Nel 2026 il cuore dei Campionati Sportivi Nazionali degli Ingegneri batterà infatti in Sardegna, trasformando città, paesi e impianti sportivi in una grande rete di eventi, relazioni e accoglienza.
Oltre 2mila le presenze attese tra partecipanti e accompagnatori per una manifestazione che accompagnerà il 70° Congresso Nazionale degli Ordini degli Ingegneri d’Italia – Nuoro Trieste 2026 e che unirà simbolicamente il Nord e il Sud del Paese attraverso quello che gli organizzatori definiscono un vero e proprio “ponte umano”.
L’organizzazione dei Campionati è stata affidata dal Consiglio Nazionale degli Ingegneri all’Ordine degli Ingegneri della Provincia di Nuoro, guidato dal presidente Giuseppe Ibba, in collaborazione con l’Ordine degli Ingegneri della Provincia di Trieste.
Da una parte Trieste, sede del Congresso nazionale in programma dal 22 al 25 settembre 2026. Dall’altra Nuoro e il suo territorio, scelti per ospitare le manifestazioni sportive che da aprile a settembre coinvolgeranno 14 Comuni tra Nuorese e Ogliastra.
Le discipline previste sono calcio a 11, calcio a 8, calcio a 5, ciclismo, podismo, padel e vela.
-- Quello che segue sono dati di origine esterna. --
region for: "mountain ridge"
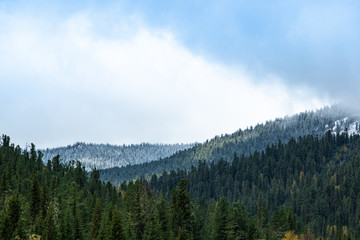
[40,142,194,170]
[101,105,360,183]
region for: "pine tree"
[156,195,170,240]
[43,201,58,240]
[91,199,101,239]
[170,179,195,239]
[109,207,126,240]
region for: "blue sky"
[0,1,360,147]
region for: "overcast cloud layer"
[0,3,352,148]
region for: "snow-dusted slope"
[41,143,193,170]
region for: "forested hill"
[0,136,334,240]
[101,105,360,183]
[131,131,360,237]
[41,142,194,170]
I numeri raccontano la dimensione dell’evento: 68 squadre di calcio, 25 di padel, delegazioni sportive provenienti da tutta Italia e 15 equipaggi per la vela.
Le prime competizioni sono già iniziate con la prova ciclistica disputata a Muravera e con la gara podistica corsa a Nuoro. Le fasi più partecipate si svolgeranno però tra giugno e settembre, con le qualificazioni e le finali distribuite in numerosi centri del territorio.
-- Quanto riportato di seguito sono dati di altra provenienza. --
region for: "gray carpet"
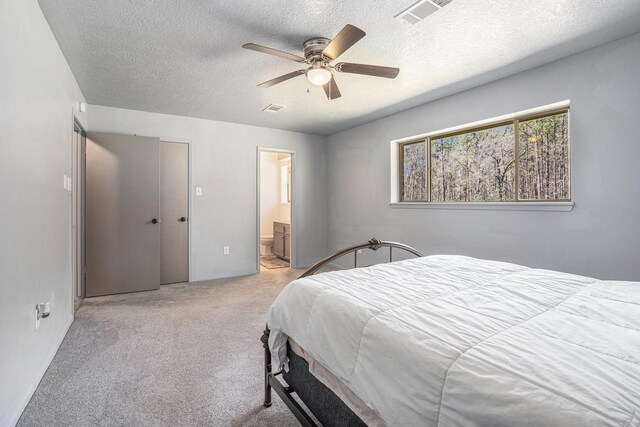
[18,269,301,426]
Per la Sardegna si tratta anche di una grande vetrina economica e turistica. L’obiettivo degli organizzatori è trasformare i Campionati in un’occasione di promozione integrata del territorio, valorizzando impianti sportivi, patrimonio culturale, paesaggi ed eccellenze enogastronomiche.
In quest’ottica è stata attivata anche una collaborazione con il MAN – Museo d’Arte della Provincia di Nuoro, che accompagnerà l’evento con attività culturali dedicate ai partecipanti.
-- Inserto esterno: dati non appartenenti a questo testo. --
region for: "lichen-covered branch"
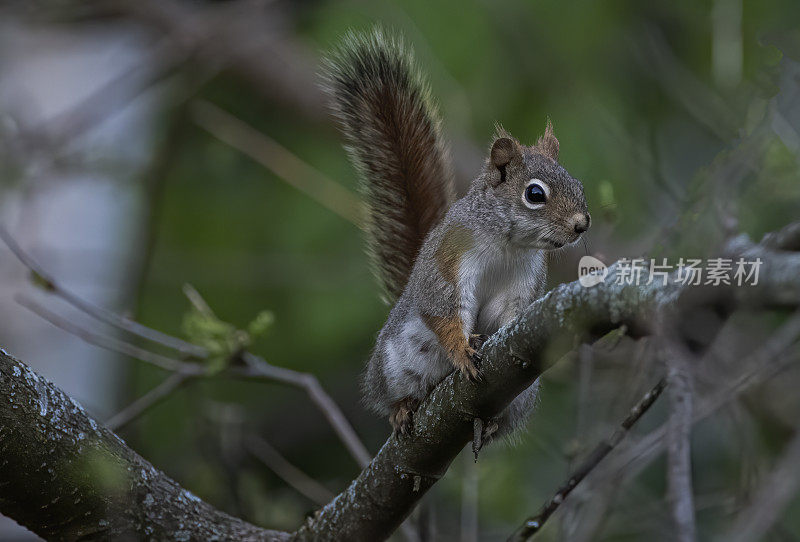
[0,350,288,541]
[295,232,800,540]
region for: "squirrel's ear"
[488,137,519,188]
[534,119,558,162]
[491,137,515,169]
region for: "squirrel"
[324,29,591,444]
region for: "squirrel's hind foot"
[389,397,419,436]
[453,346,483,382]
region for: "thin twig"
[598,311,800,502]
[242,352,372,468]
[720,428,800,542]
[0,226,208,364]
[461,453,480,542]
[15,295,372,468]
[104,373,192,431]
[245,436,334,506]
[0,226,372,468]
[509,378,666,541]
[666,342,697,542]
[14,294,204,375]
[192,101,363,227]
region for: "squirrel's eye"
[523,182,547,207]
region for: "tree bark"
[0,350,288,541]
[0,227,800,541]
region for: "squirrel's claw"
[389,398,419,436]
[472,418,499,463]
[458,348,483,382]
[469,333,489,350]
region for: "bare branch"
[16,295,370,468]
[0,226,371,468]
[0,350,288,541]
[192,101,363,227]
[0,226,208,358]
[665,341,697,542]
[722,424,800,542]
[243,352,372,468]
[509,378,666,542]
[598,312,800,498]
[105,373,192,431]
[14,294,199,375]
[245,436,334,506]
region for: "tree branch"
[0,225,800,541]
[296,231,800,540]
[0,350,288,541]
[509,378,667,542]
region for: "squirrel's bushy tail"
[325,29,455,306]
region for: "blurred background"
[0,0,800,540]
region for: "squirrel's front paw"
[389,397,419,436]
[453,346,483,382]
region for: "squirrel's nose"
[572,213,592,234]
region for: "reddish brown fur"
[422,314,480,379]
[436,226,475,285]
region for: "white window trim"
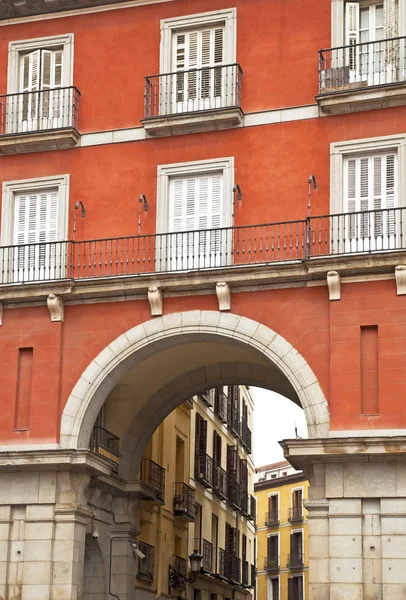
[331,0,406,48]
[159,8,237,73]
[0,175,69,246]
[7,33,74,94]
[330,135,406,214]
[156,157,234,233]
«Abbiamo voluto costruire un ponte umano che unisce idealmente il Nord e il Sud dell’Italia», spiega il presidente dell’Ordine degli Ingegneri della Provincia di Nuoro Giuseppe Ibba, parlando di un gemellaggio tra territori lontani geograficamente ma vicini nello spirito di collaborazione e accoglienza.
La Provincia di Nuoro avrà un ruolo centrale nel coordinamento e nella promozione dell’iniziativa. Per il presidente Giuseppe Ciccolini si tratta di «una straordinaria occasione di crescita e valorizzazione per tutto il territorio provinciale», capace di generare movimento economico, relazioni e visibilità nazionale per le comunità dell’interno.
Anche la vicesindaca e assessora allo Sport del Comune di Nuoro Natascia Demurtas sottolinea il valore simbolico dell’evento nell’anno dedicato a Grazia Deledda: «Un’occasione importante per far conoscere ai visitatori l’identità culturale e l’anima autentica di Nuoro e della Sardegna».
Dopo le edizioni ospitate negli anni passati da Cagliari, Oristano e Sassari, la Sardegna torna così protagonista del grande appuntamento nazionale degli ingegneri italiani. Stavolta, però, il centro della scena sarà il cuore dell’isola. (E.C.)